Reforme des retraites 2026 : les mesures qui impactent votre pension
- En 2026, l'âge légal de départ atteint 62 ans et 9 mois pour la génération 1963 et 63 ans pour la génération 1964
- La durée de cotisation requise passe à 171 trimestres (42 ans et 9 mois) pour les générations 1963-1964
- Le minimum contributif revalorisé garantit une pension plancher d'environ 848 € net par mois pour une carrière complète au SMIC
- Les dispositifs carrières longues et retraite progressive sont élargis mais soumis à de nouvelles conditions
- Âge légal de départ : où en est-on en 2026 ?
- Durée de cotisation : combien de trimestres faut-il valider ?

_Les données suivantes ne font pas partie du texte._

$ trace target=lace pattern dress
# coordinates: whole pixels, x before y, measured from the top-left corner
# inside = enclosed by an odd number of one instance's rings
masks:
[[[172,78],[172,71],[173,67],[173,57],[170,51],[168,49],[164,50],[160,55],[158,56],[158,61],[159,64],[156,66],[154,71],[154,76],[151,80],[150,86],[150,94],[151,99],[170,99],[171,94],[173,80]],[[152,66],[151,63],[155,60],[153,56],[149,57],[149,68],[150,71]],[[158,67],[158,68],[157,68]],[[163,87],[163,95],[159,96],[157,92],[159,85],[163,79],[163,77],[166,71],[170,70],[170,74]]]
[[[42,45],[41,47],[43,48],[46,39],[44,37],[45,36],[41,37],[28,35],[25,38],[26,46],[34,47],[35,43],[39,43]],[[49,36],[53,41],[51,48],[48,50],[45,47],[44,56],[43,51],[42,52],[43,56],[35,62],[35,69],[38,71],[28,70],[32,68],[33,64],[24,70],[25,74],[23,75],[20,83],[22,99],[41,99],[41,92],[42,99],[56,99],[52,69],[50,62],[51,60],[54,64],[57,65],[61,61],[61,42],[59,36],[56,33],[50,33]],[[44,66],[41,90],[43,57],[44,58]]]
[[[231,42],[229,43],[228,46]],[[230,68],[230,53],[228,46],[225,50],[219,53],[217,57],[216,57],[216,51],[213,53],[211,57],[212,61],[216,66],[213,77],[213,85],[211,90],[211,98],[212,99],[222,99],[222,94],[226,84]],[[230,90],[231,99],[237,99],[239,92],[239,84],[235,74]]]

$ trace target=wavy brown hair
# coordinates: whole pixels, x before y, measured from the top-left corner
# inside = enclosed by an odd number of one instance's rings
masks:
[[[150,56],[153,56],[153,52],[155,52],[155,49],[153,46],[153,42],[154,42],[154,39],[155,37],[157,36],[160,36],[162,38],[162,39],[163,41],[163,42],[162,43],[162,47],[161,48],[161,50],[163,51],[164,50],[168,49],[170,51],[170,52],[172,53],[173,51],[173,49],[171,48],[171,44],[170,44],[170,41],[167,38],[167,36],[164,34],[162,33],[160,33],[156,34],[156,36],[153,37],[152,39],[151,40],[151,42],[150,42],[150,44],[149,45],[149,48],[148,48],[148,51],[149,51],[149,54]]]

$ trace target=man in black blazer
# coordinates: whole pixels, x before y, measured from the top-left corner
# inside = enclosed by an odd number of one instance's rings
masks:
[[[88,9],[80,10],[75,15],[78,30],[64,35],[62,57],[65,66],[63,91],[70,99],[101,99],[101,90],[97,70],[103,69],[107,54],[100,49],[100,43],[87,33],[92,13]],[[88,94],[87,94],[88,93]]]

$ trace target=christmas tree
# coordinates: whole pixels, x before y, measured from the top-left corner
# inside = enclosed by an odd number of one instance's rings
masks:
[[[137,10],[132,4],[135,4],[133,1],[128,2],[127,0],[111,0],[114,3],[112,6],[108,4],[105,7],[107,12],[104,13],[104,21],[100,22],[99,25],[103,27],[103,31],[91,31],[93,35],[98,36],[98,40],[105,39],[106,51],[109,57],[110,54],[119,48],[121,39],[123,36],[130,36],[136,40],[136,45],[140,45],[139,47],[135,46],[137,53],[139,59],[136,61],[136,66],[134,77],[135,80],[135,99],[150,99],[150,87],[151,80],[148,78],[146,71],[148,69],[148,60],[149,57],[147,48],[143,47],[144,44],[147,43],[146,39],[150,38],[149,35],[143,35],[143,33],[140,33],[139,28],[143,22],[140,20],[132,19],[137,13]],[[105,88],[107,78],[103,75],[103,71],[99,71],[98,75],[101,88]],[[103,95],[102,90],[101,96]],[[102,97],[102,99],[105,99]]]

- Minimum contributif et revalorisation des petites pensions
- Carrières longues et pénibilité : ce qui change concrètement
- Retraite progressive et cumul emploi-retraite
- Impact sur votre stratégie d'épargne retraite
- Questions fréquentes
La réforme des retraites, promulguée le 14 avril 2023, poursuit sa montée en charge progressive en 2026. Avec un relèvement de l'âge légal qui touche désormais les générations 1963 et 1964, et une accélération du calendrier de cotisation, les effets concrets se font sentir pour des millions d'actifs et de futurs retraités. Voici un décryptage complet des mesures applicables cette année et de leur impact réel sur votre pension.
Âge légal de départ : où en est-on en 2026 ?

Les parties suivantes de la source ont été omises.